Care of the very old in hospital

The need

Training in thoughtfulness for all staff is more important for the old and the dying in hospital than medical research into the rarer diseases. And it costs less.

  • If they live longer more happily, they are easier to nurse
  • If they are spared unnecessary (and expensive) testing and 'heroic' treatments, they may die a week or so sooner but will be much more comfortable and happy.

Towards solutions

Thoughtfulness is putting first the most important things for the patient ahead of the rituals and the tests and even the meetings - important as the meetings are to alleviate constant stress on the staff. For example:

  • Take seriously the records that the patient brings, and what the relatives say. Do not just rely with a tinge-of-pride attitude on 'starting diagnosis from scratch' and ignoring the past. Put both old record and new findings together. This is particularly important when specific treatment for the patient has been working - do not immediately discard it.
  • Portrait of youth. Place at each bed a photograph of the old person when they were in their youth or their prime, so that young staff can always see in that old person, that shell, what they really were. Then young staff respond to that image, of another human being like themselves, inside the shell they see in the bed.
  • Let them have peace if they want it, even if it does 'shorten their days' when their days give them no pleasure (See Ecclesiastes on that). Let the very old rest in bed if they want to. There's nothing I like myself more sometimes than a 'good lie down' and I am petrified that in my old age I could be kept sitting up bored, weary, uncomfortable and chilly all day.
  • More attention to bowels than to clever tests that only help to train medical students. To put a high priority on the dignity of the old person means putting a high priority on helping them to remain continent and clean, and never leaving them helpless so that they are in physical and emotional distress about elimination.
  • Let the patient set the name-calling. First-name calling between people of the same age can establish friendliness, but when young staff first-name the elderly before the senior gives permission, it can be like declaring second childhood and the lower status of the patient.
  • Always assume the patient retains awareness somewhere. Underestimating patients is easy and will easily push them into the state they are supposed to be. Behave as if a person even in a coma can hear. Give physical contact to the dying even if they seem unconscious. I have learnt this from experience and observation. Weariness, despair and drug effects are not the same as dementia. Few old people know or care what day it is anyway. With their friends and relatives old people can often still show a spark of life that staff may not see when they have put a patient at a physical disadvantage. The demented, too, have a person suffering within.
  • Put any necessary organizing paperwork for the patient as a priority before staff and other meetings. Social workers, however nice, can easily be incommunicado in too many meetings, leaving undone paperwork and phone calls that would have taken five minutes and really helped patients and families. A good deal of busy time (and family's time) can therefore be wasted in the social worker answering calls that were just repeating the same unfulfilled requests and business.
  • Personal reminders of old people themselves, and their lives. I have been surprised by how often nursing staff in nursing homes as well as in hospitals object to old people having personal reminders of their lives with them, because 'they're a nuisance to the cleaners'. And if they do have photographs and cards, they are often put on the wall behind the bed where the patient cannot see them !!

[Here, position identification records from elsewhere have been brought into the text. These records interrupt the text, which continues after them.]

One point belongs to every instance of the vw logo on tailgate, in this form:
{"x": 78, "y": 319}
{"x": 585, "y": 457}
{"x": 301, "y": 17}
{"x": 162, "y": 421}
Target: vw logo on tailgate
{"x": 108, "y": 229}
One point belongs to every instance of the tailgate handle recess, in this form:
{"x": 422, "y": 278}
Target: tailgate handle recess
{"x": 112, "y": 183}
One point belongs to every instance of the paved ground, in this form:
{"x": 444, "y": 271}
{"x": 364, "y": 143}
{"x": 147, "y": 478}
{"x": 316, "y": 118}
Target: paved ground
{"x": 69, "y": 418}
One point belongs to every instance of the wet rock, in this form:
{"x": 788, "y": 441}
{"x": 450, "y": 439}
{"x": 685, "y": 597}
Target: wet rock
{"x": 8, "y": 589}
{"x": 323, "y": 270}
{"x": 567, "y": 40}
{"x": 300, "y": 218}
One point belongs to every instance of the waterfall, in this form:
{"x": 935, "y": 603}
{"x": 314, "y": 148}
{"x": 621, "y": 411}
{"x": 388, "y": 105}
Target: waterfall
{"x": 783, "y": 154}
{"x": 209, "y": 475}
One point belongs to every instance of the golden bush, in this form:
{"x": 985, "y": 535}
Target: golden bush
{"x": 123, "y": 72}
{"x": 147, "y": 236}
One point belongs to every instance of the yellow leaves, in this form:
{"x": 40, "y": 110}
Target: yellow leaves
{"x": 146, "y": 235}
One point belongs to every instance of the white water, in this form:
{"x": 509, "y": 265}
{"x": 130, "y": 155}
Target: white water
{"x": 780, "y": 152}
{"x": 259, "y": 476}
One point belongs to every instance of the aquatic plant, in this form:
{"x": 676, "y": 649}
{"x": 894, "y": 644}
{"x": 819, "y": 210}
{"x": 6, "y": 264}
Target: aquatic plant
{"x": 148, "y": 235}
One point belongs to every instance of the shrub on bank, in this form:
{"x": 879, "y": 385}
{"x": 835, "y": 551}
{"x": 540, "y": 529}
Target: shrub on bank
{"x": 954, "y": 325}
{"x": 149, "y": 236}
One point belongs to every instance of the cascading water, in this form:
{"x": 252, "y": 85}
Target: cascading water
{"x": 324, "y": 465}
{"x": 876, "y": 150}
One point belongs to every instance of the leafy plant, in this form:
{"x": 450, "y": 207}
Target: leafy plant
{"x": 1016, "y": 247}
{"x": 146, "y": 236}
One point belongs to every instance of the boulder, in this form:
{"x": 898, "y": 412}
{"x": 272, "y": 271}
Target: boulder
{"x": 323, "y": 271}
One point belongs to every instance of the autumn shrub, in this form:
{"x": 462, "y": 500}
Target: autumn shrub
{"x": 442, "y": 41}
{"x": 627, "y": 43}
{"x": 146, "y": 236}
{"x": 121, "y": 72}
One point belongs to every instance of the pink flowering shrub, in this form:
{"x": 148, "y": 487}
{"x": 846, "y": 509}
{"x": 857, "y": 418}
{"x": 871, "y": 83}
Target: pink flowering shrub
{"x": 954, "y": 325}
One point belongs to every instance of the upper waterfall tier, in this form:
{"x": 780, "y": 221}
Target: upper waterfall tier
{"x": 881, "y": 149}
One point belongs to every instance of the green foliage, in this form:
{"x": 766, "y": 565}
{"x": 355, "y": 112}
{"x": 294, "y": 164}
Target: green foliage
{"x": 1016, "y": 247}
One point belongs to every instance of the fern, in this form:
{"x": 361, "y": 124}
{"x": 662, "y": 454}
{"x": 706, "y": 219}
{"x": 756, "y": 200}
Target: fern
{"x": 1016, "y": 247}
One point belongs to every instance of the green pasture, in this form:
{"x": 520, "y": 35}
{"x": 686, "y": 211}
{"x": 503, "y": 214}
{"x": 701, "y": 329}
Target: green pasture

The happiest people I have seen in nursing homes have mementos of their lives around them, to remind them who they still are. When Everyman dies, he can take nothing with him, he is stripped of all (except, some say, Good Deeds) - but why should he be stripped while he is still alive?

  • Mementos of the dead. Ensure that grieving relatives receive all the personal belongings of the patient, and that they are not the perks of some cleaner.
  • Psychologist in hospitals have a job to ensure that all these are carried out, as well as attending t the welfare of the nurses, cleaners, social workers, medical staff, students, visitors, administrators, and others, so they too feel cared for and can enjoy their work and their responsibility, and use their own commonsense and imagination. This, too, means attending to the small 'horse-shoe-nails' that lose battles and cause deaths, and which can be more useful than arranging small groups talking or running paper tests.
  • Pictures on walls, flowers and where affordable, washable carpets, make the place more pleasant for staff, visitors - and patients. Any nursing home that looks like a bare Institution should lose its registration, for home-touches are not expensive.